You must not use the Service to promote or distribute any software, programs, routines, applications or technologies that will or may negatively affect the performance of a computer or introduce significant security risks to a computer.
7. Factual accuracy
Content must not be untrue, false, inaccurate or misleading.
Statements of fact contained in the Content must be true; and statements of opinion contained on the Content must be truly held and where possible based upon facts that are true.
8. Negligent advice
Content must not consist of or contain any instructions, advice or other information that may be acted upon and could, if acted upon, cause:
- (a) illness, injury or death; or
- (b) any other loss or damage.
9. Marketing and spam
You must not use the Service for any purposes related to marketing, advertising, promotion, or the supply and/or sale of goods and/or services.
Content must not constitute spam.
You must not use the Service to transmit or send unsolicited commercial communications.
You must not use the Service to market, distribute or post chain letters, ponzi schemes, pyramid schemes, matrix programs, “get rich quick” schemes or similar schemes, programs or materials.
10. Gambling
You must not use the Service for any purpose related to gambling, gaming, betting, lotteries, sweepstakes, prize competitions or any gambling-related activity.
11. Professional advice
You must not use the Service to provide any legal, financial, investment, taxation, accountancy, medical or other professional advice or advisory services.
12. Etiquette
Content must be appropriate, civil, tasteful and accord with generally accepted standards of etiquette and behaviour on the internet.
Content must not be offensive, deceptive, threatening, abusive, harassing, or menacing, hateful, discriminatory or inflammatory.
Content should not cause annoyance, inconvenience or needless anxiety.
Do not flame or conduct flame wars on the Service (“flaming” is the sending hostile messages intended to insult, in particular where the message is directed at a particular person or group of people).
Do not troll on the Service (“trolling” is the practice of deliberately upsetting or offending other users).
You must not flood the Service with Content focusing upon one particular subject or subject area, whether alone or in coordination with other users.
Content must not duplicate existing Content on the Service.
You must submit Content to the appropriate part of the Service.
Do not unnecessarily submit textual content in CAPITAL LETTERS.
You should use appropriate and informative titles for all Content.
You must at all times be courteous and polite to other Service users.
13. Hyperlinks
You must not link to any website or web page containing material that would, were it posted on the Service, breach the preceding terms of this Policy above.
14. Breaches of this Policy
We reserve the right to edit or remove any Content in our sole discretion for any reason, without notice or explanation.

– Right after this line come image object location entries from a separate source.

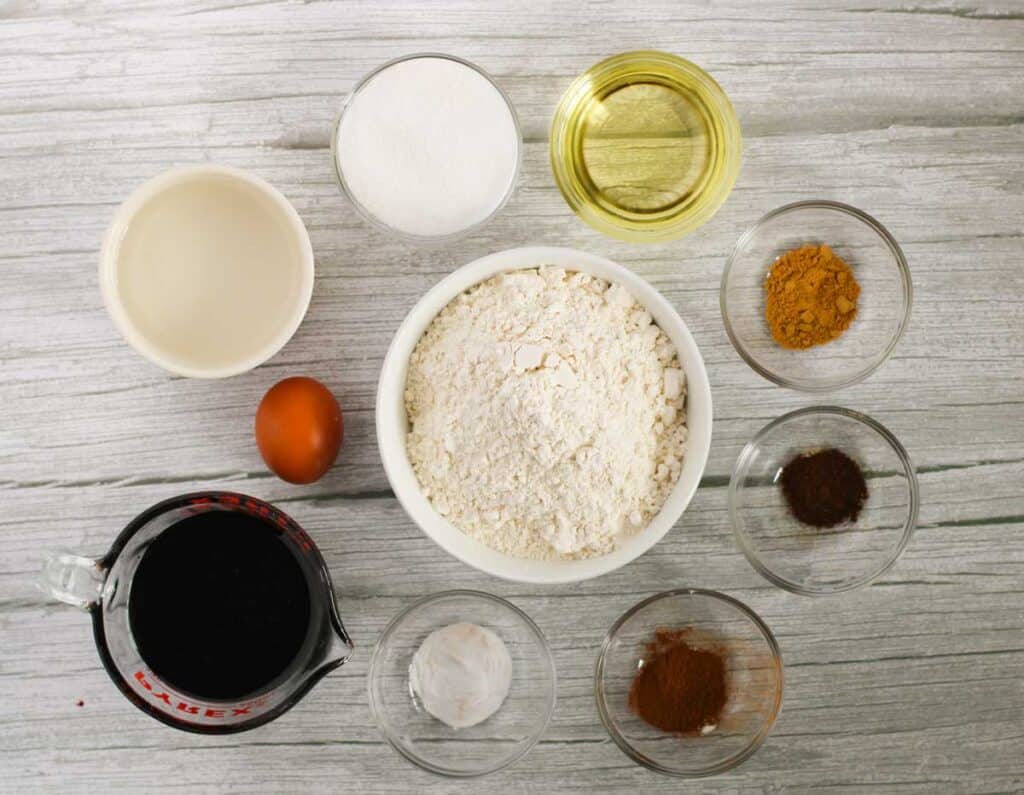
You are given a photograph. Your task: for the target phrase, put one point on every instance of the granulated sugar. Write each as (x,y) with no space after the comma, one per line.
(428,145)
(547,414)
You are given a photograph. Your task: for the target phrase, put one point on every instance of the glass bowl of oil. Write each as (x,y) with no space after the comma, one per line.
(645,147)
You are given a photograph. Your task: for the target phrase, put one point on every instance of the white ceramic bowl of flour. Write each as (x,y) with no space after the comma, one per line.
(392,423)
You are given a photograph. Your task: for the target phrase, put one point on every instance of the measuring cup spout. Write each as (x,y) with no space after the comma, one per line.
(73,579)
(340,645)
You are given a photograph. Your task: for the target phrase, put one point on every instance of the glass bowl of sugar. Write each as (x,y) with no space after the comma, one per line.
(418,676)
(427,148)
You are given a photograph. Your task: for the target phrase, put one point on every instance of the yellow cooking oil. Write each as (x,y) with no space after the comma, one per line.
(645,147)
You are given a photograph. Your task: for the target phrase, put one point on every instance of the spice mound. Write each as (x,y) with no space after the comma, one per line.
(811,297)
(823,488)
(547,414)
(461,673)
(679,688)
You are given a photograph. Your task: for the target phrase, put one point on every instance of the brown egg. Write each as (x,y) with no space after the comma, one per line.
(299,429)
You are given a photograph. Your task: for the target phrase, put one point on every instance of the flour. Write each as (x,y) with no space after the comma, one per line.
(547,414)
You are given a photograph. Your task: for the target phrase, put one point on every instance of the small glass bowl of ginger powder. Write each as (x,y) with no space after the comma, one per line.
(815,295)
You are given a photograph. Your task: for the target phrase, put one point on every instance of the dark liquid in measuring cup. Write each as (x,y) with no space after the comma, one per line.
(219,605)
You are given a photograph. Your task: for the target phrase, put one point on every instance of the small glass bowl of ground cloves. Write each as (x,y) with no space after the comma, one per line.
(689,682)
(823,500)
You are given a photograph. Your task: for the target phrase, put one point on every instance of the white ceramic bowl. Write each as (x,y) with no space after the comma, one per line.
(283,311)
(392,423)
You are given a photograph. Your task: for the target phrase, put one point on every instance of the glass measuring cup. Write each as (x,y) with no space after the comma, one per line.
(102,586)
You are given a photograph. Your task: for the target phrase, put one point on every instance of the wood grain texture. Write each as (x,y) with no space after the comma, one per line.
(912,112)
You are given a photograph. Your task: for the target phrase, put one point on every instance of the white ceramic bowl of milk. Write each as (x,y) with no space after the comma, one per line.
(207,270)
(392,421)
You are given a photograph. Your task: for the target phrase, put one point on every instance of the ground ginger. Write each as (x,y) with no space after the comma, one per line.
(811,297)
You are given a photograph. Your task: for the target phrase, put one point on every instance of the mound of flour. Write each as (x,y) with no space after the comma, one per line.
(547,414)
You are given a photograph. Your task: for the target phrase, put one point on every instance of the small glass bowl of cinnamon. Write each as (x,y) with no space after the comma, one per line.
(698,646)
(859,346)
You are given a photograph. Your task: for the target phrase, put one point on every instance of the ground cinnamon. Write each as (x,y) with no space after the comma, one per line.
(679,688)
(811,297)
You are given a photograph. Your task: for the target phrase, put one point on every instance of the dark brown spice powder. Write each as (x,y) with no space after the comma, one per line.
(824,488)
(679,688)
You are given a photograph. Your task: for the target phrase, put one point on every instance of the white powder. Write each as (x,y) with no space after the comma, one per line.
(429,147)
(461,674)
(547,414)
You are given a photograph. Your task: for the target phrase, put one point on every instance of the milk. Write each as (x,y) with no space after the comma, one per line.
(207,270)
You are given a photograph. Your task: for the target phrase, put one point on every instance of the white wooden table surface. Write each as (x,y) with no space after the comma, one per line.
(913,113)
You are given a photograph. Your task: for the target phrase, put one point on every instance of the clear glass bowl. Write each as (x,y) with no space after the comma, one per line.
(883,309)
(754,667)
(500,740)
(811,560)
(366,213)
(645,147)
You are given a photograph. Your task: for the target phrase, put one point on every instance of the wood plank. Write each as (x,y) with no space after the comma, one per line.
(911,112)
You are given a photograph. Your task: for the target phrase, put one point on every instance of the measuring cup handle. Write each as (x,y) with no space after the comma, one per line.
(72,579)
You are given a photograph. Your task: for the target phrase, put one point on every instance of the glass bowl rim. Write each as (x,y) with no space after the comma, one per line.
(688,221)
(908,527)
(364,212)
(897,255)
(644,760)
(375,662)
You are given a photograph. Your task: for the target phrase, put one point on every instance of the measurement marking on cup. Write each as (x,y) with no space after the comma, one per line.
(192,709)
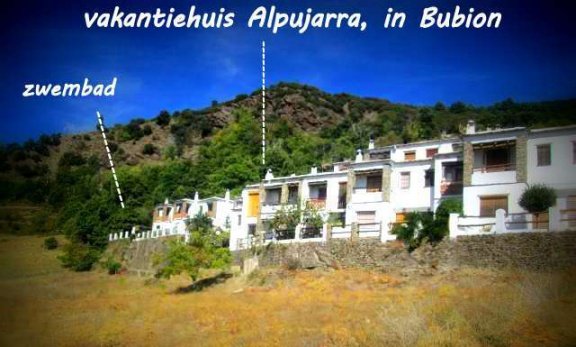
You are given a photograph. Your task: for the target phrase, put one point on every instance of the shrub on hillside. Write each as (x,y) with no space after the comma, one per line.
(71,159)
(537,198)
(79,257)
(112,266)
(147,129)
(149,149)
(163,118)
(50,243)
(422,227)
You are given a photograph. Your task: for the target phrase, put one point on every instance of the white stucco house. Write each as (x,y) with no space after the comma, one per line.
(487,169)
(170,218)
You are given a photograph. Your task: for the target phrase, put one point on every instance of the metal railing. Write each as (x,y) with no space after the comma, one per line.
(318,203)
(496,168)
(451,187)
(368,229)
(310,232)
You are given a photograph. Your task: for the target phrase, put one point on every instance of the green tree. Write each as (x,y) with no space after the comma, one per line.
(537,198)
(206,249)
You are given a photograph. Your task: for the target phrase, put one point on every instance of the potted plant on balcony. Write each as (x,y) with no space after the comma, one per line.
(537,199)
(285,221)
(312,221)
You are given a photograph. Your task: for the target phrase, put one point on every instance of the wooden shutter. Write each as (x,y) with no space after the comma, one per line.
(543,155)
(430,152)
(374,183)
(489,205)
(411,155)
(366,217)
(253,204)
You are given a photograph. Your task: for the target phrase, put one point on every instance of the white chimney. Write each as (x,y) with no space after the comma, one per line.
(358,156)
(470,127)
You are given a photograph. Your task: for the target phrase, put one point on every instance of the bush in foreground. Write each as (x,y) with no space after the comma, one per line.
(79,257)
(537,198)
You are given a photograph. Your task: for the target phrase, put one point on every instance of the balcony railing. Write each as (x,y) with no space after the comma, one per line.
(451,187)
(568,215)
(369,229)
(496,168)
(310,232)
(367,189)
(317,203)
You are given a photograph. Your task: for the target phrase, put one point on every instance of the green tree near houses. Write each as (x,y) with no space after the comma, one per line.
(206,249)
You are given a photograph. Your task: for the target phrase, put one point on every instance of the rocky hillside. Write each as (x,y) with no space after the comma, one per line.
(290,107)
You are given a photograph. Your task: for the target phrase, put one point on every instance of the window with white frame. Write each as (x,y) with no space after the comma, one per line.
(543,157)
(405,180)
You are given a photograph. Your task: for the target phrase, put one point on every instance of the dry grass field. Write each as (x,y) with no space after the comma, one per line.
(42,304)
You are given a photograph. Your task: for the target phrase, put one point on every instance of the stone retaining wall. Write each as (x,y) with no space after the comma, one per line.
(138,256)
(535,250)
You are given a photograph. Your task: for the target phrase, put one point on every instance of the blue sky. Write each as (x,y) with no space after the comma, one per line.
(529,58)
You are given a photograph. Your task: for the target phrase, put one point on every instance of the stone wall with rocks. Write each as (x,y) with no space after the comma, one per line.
(533,250)
(138,257)
(525,250)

Without prejudice to this general right and our other legal rights, if you breach this Policy in any way, or if we reasonably suspect that you have breached this Policy in any way, we may:
- (a) delete or edit any of your Content;
- (b) send you one or more formal warnings;
- (c) temporarily suspend your access to a part or all of the Service; and/or
- (d) permanently prohibit you from using a part or all of the Service.
15. Banned users
Where we suspend or prohibit your access to the Service or a part of the Service, you must not take any action to circumvent such suspension or prohibition (including without limitation using a different account).
16. Monitoring
Notwithstanding the provisions of this Policy, we do not actively monitor Content.
17. Report abuse
If you become aware of any material on the Service that contravenes this Policy, please notify us by email.